We just asked the local taxi driver, 'Where is a good place to see the sunrise from?' Nice was fairly easily accessible. It had good mountain scenery and I figured we might get a good clear sunrise down there. It was the right time of the year. We all piled in the taxi and drove up into the mountains behind Nice. It took us about an hour and sunrise was in about half an hour. We unpacked the stuff from the boot, loaded up his camera, set up the tripod where we knew the sun would rise, and waited in the freezing cold. I had a big long black coat on and we just waited until the the sun arose. And I just danced around and he filmed it.

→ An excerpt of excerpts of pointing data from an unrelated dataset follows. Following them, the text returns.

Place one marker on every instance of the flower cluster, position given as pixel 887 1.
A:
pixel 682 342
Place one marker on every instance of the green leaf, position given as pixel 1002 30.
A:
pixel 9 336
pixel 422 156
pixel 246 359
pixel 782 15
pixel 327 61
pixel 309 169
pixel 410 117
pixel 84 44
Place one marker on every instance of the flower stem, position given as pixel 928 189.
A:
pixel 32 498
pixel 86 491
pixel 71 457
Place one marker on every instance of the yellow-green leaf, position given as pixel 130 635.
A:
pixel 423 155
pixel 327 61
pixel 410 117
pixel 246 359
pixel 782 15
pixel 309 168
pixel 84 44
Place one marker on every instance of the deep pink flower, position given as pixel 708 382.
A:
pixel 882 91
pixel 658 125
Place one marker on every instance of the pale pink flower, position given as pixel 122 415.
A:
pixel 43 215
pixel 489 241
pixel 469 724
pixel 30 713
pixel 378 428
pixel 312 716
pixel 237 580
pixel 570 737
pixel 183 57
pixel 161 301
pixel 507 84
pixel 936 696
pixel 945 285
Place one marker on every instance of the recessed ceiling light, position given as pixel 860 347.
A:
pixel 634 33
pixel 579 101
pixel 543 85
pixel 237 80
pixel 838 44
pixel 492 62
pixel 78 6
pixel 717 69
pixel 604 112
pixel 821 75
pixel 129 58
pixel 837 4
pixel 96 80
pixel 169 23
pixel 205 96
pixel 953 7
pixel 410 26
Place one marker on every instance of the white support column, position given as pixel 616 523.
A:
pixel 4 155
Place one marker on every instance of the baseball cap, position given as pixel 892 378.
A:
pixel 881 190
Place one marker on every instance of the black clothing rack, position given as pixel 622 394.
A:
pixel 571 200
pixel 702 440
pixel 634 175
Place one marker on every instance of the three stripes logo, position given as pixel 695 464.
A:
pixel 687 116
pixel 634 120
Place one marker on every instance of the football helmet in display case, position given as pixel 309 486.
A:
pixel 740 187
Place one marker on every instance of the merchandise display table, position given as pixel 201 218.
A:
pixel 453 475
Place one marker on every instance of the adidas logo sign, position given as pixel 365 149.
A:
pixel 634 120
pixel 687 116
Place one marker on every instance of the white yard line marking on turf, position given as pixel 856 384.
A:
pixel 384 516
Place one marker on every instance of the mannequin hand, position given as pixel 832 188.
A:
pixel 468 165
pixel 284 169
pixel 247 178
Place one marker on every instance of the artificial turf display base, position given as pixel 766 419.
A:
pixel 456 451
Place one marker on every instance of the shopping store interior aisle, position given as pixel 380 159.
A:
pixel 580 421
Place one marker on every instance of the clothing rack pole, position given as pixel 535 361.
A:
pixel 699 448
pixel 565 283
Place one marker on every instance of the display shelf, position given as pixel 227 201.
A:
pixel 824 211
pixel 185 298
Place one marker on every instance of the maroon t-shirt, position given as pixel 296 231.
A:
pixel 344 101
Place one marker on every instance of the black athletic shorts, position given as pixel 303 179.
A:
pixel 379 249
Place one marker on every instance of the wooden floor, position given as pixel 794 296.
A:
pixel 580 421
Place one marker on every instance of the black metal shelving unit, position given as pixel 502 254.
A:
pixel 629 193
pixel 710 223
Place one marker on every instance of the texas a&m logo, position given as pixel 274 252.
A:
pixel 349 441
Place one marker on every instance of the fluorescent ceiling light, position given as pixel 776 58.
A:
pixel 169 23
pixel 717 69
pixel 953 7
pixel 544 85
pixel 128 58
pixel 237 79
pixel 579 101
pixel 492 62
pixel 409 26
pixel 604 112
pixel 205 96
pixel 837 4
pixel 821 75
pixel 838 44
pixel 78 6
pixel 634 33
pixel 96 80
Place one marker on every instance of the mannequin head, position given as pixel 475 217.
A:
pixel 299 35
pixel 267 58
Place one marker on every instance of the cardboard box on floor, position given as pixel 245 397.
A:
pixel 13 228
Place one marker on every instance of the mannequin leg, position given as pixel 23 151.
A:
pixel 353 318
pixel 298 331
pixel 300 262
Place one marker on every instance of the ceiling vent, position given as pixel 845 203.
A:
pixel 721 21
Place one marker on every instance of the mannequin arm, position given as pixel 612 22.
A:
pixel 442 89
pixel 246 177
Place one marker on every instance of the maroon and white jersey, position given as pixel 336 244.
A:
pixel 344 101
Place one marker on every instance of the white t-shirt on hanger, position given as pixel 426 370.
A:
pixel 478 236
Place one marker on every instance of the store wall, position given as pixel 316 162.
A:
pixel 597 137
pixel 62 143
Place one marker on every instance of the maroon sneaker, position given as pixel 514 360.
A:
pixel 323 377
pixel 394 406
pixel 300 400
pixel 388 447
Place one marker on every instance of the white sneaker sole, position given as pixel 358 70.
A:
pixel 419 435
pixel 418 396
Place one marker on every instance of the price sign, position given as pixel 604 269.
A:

I just ad-libbed the whole thing. I went, 'Right, get over there: Let me dance. Let me jump from this rock to this rock. Get a lot of the sun rising. Get a perfect shot and let me stand in front of it.' I just had a little Philips cassette to mime to and roughly get the feeling of the song. There was no clapper because there was no sound. Just my cassette. I said, 'We'll lay in the sound of "Fool on the Hill" afterwards.' I'm miming sometimes, but of course it should be in synch, that's what clappers are for. I didn't know these small technicalities, and also I wasn't that interested in being that precise.
We stayed until the sun went down. As the day went on, the light got worse. It got to be harsh daylight, so we got less material in the daytime. We basically used all the dawn stuff. And that was it. It was very spontaneous, as was the whole of Magical Mystery Tour. Later, when we came to try to edit it all, it was very difficult because I hadn't sung it to synch.
We shouldn't have really had just one cameraman, it was anti-union. That was another reason to go to France. The unions wouldn't have allowed it in Britain, nor probably in France, but they didn't know we were doing it. It was just the four of us; there was none of this grips, best boy, gaffer, none of that. In fact, our biggest danger was that the film didn't conform with one union rule.